Fund managers have to look at various options and if they
find the tech sector not very positive at this point of
time they will go to some safe sectors to balance the
portfolios and improve their net asset values (NAVs)."
On
last Thursday, Franklin Infotech lost around 16 per cent
as its net asset value dipped to Rs 10.74. Other tech
funds such as UTI Software Fund lost 15. 6 per cent, while
Kotak Mahindra MF's K-tech was down 15 per cent as its
NAV plunged below Rs 2.5. SBI IT Fund was also down by
14 per cent.
A senior official
with HDFC MF says the fund managers have started to restructure
their equity portfolios and are now looking at those sector
which can give better returns. "Sectoral funds are
always more risky than normal equity funds.
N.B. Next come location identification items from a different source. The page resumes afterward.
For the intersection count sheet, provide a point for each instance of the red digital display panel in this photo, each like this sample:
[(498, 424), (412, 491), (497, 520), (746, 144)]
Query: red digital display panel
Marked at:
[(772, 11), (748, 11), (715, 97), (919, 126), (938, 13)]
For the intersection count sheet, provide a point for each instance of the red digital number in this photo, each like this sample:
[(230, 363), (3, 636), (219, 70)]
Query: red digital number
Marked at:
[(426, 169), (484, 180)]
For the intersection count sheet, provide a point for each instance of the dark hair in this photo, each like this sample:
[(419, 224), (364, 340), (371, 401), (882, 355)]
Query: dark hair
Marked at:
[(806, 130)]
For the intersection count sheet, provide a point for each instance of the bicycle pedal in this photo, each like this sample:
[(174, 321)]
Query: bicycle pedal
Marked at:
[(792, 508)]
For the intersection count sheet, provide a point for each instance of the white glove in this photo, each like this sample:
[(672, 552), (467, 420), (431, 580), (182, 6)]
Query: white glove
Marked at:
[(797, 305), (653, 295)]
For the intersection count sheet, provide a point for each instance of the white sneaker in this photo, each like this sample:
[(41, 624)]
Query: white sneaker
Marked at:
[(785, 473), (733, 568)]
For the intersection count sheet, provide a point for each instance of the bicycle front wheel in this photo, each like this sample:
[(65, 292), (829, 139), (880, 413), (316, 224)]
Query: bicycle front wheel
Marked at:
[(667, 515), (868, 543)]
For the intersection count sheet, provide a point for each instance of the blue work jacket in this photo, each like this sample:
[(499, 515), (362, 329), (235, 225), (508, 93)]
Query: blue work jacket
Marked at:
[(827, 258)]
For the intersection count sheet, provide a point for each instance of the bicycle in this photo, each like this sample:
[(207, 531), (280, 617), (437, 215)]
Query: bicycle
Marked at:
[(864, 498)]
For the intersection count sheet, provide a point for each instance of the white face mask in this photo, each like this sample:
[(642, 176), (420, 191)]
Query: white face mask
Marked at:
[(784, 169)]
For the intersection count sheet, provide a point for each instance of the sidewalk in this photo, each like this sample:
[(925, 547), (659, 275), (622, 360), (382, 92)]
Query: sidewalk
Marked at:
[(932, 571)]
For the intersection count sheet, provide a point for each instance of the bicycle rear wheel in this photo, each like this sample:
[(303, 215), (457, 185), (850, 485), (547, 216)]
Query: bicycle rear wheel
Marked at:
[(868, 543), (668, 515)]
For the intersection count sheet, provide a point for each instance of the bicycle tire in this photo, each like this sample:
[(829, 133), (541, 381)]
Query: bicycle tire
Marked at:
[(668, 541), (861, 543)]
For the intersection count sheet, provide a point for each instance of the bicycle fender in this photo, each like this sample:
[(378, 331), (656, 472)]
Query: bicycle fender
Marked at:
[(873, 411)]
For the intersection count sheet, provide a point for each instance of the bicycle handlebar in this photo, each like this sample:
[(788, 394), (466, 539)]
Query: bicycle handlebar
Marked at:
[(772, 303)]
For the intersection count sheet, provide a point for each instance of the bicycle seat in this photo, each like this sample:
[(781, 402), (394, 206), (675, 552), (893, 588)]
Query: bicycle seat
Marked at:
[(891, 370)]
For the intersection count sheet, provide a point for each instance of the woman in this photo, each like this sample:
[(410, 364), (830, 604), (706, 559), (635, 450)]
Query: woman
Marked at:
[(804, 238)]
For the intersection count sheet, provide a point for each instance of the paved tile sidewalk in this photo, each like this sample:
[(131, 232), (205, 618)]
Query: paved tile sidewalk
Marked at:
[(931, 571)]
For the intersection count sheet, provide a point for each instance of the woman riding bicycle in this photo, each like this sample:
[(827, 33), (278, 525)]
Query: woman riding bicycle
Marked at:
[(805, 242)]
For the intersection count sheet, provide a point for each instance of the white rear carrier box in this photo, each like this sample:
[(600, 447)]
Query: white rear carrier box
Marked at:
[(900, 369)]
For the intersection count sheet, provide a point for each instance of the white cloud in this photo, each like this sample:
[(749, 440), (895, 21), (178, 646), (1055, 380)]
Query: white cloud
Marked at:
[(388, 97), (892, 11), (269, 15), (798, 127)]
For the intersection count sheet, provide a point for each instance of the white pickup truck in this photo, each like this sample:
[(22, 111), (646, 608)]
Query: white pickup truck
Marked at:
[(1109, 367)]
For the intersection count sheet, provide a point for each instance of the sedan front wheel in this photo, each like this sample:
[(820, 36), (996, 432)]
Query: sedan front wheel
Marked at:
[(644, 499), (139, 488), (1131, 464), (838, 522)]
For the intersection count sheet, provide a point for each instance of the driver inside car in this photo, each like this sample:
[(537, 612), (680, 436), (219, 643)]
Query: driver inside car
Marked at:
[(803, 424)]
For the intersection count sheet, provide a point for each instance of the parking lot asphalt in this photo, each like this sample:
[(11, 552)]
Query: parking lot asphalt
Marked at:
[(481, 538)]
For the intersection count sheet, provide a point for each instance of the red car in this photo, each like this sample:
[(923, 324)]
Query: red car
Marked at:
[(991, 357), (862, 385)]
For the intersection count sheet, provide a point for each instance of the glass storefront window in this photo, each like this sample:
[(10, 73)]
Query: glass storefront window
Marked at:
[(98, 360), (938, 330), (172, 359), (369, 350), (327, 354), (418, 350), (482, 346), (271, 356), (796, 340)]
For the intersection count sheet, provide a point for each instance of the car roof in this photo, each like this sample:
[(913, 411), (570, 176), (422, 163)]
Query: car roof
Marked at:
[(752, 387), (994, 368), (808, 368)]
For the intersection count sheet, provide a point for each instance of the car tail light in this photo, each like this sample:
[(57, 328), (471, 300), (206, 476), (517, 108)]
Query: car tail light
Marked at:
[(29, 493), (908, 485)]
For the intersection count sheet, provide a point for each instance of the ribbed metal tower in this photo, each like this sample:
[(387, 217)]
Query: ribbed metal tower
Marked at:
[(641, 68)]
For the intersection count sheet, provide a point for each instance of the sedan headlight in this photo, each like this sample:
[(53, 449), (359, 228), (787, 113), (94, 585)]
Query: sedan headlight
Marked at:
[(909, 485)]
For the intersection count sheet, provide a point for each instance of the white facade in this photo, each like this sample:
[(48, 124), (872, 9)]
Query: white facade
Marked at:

But, now the
focus may shift to more balanced funds where fund managers
can hedge their risks."
Equity funds with
diversified equity portfolios managed to survive the Thursday
crash. While the Sensex lost 3.4 per cent, the NAVs of
most diversified equity funds like Zurich India Equity,
Alliance Capital and Sun F&C lost only 0.5 to 2 per
cent.
Says
a senior Unit Trust of India official: "It is too
early for fund managers to switch their tech portfolios
to other sectors. The Infosys stock is still on a growth
path. There is no need to panic based on the future guidance
by only one company. The IT stocks have been delivering
good returns to the MF industry during the past few years."